Rivers of cataracts were hospice aisles, where canteen zombies raped etiquette bludgeoning my youth as I waited for Grandmas high when she'd call me her husbands name until the drugs wore off and she called me 'Giuseppe' rubbing herself till I cried. Syringe maidens and skin pinchers Came to keep her 'comfortable' As Nan asked for Tea To be made in her Ming China cup. I made her a tea with silver In a plastic cup by plastic sheets She whispered 'Giuseppe'. On her eighty eighth birthday Nan crawled by herself to a window Watched the sun fall like memories, Whispering I was told an Italian name Before paling on the golden lino Clasping a letter sent from Palermo. I buried her with Grand Papa but kept her ashes for the South Wind to take her back to Giuseppe.

zodiac 23-Nov-05/11:31 PM
No. I'm a special education teacher in the middle of the Jordanian desert. But I did study poetry for about 7 years of college.
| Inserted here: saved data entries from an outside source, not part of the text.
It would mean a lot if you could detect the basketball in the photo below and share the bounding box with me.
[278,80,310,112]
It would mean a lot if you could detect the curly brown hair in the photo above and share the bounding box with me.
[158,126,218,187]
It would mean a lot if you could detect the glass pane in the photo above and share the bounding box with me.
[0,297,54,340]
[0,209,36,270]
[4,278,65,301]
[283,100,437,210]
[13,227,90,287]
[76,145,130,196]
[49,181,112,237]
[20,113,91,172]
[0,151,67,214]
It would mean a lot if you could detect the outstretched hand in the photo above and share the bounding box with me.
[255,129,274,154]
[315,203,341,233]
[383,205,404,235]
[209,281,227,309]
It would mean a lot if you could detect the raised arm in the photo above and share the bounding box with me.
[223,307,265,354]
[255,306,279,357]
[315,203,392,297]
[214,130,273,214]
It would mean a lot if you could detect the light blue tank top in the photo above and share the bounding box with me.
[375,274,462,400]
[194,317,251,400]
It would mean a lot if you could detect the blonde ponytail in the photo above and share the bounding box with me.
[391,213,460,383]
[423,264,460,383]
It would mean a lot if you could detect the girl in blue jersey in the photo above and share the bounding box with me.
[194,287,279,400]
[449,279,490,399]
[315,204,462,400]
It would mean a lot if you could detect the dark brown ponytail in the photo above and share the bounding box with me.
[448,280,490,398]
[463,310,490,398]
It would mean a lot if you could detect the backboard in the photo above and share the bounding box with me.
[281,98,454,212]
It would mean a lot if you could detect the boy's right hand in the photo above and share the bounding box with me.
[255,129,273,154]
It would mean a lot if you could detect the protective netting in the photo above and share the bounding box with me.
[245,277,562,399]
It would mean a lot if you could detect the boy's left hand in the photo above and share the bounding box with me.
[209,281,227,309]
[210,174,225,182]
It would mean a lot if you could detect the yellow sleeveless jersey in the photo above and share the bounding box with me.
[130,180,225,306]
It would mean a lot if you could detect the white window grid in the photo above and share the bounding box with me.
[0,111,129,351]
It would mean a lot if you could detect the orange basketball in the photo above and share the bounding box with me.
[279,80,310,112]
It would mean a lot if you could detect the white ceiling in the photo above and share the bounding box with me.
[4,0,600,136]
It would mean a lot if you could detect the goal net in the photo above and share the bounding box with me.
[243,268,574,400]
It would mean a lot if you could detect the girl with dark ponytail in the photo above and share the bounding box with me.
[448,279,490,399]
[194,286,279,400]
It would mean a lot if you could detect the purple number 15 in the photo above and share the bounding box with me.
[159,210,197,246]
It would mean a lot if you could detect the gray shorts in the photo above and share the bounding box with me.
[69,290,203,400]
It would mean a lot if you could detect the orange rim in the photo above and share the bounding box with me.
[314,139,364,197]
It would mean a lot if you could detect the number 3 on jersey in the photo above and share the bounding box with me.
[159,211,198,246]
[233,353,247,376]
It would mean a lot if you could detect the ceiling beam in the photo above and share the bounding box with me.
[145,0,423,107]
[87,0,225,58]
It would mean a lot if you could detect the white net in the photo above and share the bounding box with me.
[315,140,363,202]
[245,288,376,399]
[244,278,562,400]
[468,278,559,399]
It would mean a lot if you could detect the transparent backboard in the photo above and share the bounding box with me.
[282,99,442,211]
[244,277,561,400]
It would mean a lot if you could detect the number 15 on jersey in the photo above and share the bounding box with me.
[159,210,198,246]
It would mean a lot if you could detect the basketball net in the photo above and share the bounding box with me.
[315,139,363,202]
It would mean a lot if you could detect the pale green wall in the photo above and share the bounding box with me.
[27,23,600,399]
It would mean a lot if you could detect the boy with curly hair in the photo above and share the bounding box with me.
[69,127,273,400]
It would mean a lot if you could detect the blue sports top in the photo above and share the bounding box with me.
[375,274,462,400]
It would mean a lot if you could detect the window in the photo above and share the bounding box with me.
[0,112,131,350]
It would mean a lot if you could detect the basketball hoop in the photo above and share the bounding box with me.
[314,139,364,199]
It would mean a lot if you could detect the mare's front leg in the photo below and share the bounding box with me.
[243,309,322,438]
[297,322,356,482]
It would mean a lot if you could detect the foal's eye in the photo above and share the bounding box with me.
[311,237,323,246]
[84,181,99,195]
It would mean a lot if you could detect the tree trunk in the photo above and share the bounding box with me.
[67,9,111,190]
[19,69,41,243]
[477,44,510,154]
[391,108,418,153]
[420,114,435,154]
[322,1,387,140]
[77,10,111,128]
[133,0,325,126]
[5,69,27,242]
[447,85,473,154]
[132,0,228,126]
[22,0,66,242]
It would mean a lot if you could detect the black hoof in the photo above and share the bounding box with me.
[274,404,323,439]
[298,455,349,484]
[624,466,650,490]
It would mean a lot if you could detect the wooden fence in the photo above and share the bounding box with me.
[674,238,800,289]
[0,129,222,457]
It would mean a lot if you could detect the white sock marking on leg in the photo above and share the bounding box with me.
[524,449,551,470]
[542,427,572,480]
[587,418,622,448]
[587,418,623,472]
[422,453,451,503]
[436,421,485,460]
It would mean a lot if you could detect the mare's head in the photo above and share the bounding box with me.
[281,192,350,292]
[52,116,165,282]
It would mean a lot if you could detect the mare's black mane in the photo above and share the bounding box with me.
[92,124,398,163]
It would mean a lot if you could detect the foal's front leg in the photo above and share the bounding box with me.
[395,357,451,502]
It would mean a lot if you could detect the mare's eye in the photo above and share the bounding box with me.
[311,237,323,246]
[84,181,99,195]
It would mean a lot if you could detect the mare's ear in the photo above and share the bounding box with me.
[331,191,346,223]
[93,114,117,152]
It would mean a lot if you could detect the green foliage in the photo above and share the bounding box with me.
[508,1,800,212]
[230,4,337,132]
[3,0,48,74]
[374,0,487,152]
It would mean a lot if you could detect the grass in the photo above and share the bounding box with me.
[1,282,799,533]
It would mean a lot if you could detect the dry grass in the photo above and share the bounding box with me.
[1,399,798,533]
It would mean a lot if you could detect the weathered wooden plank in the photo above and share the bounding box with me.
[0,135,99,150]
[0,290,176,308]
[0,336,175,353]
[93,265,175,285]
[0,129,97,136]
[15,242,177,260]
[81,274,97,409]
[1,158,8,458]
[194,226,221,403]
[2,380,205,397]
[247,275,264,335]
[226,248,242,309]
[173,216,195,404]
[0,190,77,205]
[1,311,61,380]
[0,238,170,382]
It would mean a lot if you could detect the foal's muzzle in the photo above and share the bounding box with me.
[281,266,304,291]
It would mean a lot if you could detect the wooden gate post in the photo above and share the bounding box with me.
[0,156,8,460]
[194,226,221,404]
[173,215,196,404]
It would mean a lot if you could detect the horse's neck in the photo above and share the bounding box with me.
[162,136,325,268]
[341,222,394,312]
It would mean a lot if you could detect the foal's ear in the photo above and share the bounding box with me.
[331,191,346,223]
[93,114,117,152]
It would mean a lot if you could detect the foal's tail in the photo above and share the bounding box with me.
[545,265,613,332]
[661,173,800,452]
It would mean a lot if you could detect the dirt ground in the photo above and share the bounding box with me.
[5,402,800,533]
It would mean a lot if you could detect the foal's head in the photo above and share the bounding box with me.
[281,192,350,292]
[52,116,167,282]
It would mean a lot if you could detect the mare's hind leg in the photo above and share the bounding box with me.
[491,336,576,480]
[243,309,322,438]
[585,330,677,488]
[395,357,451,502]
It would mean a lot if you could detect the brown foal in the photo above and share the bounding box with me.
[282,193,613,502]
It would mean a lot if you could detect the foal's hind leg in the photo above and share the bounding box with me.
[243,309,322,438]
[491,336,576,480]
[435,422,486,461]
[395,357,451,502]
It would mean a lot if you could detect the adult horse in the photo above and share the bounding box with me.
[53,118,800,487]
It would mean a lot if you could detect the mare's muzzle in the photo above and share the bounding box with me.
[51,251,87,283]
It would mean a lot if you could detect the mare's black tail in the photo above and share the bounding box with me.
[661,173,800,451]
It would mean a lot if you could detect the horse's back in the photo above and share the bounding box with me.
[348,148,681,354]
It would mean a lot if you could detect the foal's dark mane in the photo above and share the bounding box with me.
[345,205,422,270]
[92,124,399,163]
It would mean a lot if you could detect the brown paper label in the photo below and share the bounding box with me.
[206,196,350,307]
1) What you're lacking most is consistency to your metaphors. You often pick one aspect of an image that relates to the thing you're describing, but ignore the other aspects of it that don't relate at all. For instance, in a recent poem you called child prostitutes "painted masterpieces" when the only thing about masterpieces that resembles child prostitutes is something like "painted up to please the viewer"; all other aspects of masterpieces, like "product of hard work and creative genius, appealing on dozens of sublime and intellectual levels, painted by respectable people" totally work against what you're trying to get across about prostitutes.
A corollary of this, though not as necessary, is consistency between metaphors. For example, in this poem you have things compared to rivers and zombies like, two lines apart. It's not such a crime, but ideally there'd be some kind of logic or connection between them.

That's all I can do right now. I'll get back on the rest.